En effet, le sort n’a pas épargné ce golf des Yvelines ces dernières années.

Une invasion de sangliers a détérioré les fairways, des motocross ont détruit trois greens, ils ont perdu l’exploitation de quatre trous, et pour finir l’écroulement d’un mur sur la route d’accès au golf. 

Il affirme alors que l’accumulation de ces événements a créé un effet ras-le-bol chez les abonnés, qui se sont donc désinscrits.

Depuis que le directeur a pris la tête du golf, les greens et fairways ont été rétablis, et des travaux de réaménagement du parcours avec un architecte ont aidé à recréer trois nouveaux greens, ainsi que six nouveaux départs.

La crise sanitaire et ses multiples confinements ont bien évidemment aussi impacté fortement ce golf.

Sébastien Reisky nous confie à ce propos : « Le plus difficile, c’est d’avoir 0 revenu pendant les confinements, car il faut tout de même continuer à entretenir les terrains, pour qu’ils soient jouable dès la réouverture. »

Il poursuit : « Même si l’on minimise l’entretien des terrains, par exemple si on laisse de côté l’entretien des bunkers pendant le confinement, il faut deux à trois personnes toute la semaine sur le parcours pour ne pas se laisser déborder. »

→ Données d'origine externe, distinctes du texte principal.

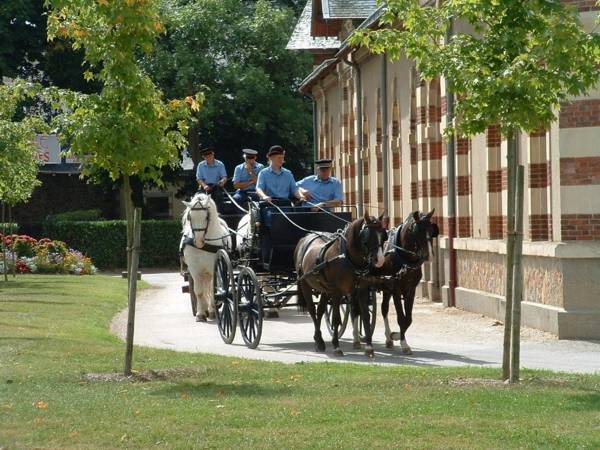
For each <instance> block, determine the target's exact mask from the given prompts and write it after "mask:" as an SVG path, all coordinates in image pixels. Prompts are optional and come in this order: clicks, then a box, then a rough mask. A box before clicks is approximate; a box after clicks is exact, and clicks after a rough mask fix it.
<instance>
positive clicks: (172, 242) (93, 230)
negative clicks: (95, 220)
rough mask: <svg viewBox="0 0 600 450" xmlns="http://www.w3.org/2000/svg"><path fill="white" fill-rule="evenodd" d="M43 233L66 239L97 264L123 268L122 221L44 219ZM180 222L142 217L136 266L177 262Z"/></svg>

En parlant de l’entretien des terrains, comment le golf de Guerville gère-t-il les problèmes de sécheresses liés au manque d’eau sur son parcours ?

Cette année, le golf de Guerville a fait installer deux sondes, une sur le green le plus à l’ombre, et l’autre sur le green le plus ensoleillé. Ces sondes leur permettent une gestion plus poussée de l’eau.

Ce processus leur permet donc une meilleure gestion quotidienne des apports en eau nécessaires, en fonction des besoins réels.

Pour mettre en place cette station météo, ils ont obtenu une participation de financement auprès de l’agence de l’eau de Seine-Normandie.

Les résultats seront donc visibles cette année, cependant le directeur est déjà formel, cela évite considérablement les pertes inutiles d’eau.

Par exemple, si il pleut pendant la nuit, les besoins en eaux du terrain se recalculent, pour déduire du prochain arrosage la pluie de la veille.

Dans la même démarche pour une meilleure gestion de l’eau, le golf de Guerville a également changé son système d’arrosage.

Avant, le golf avait une bonne partie des greens en bloc système 1, c’est-à-dire qu’une seule électrovanne gérait trois ou quatre arroseurs.

Aujourd’hui, ils passent par des électrovannes individuelles, avec des arroseurs individuels pour une gestion plus précise pour chaque terrain des apports en eau.

Ce dispositif a coûté 10 000 euros, sans la réfection des arroseurs, qui multiplie facilement par dix le coût des opérations.

Concernant la future interdiction des produits phytosanitaires sur les golfs, Sébastien Reisky nous explique que la chaîne Bluegreen a déjà commencé avec plusieurs « golfs-tests » des nouveaux projets pour compenser l’utilisation de ces produits chimiques.

Il ajoute qu’il faudra une conversion de flores sur les greens, avec des gazons plus résistants qui ont moins besoin d’eau, ainsi que plus d’opérations mécaniques pour renforcer les plantes, et leur apporter plus d’oligoéléments ».

Il affirme que : « Le but est de prendre le pli rapidement, et de tendre vers ça dès l’année prochaine ».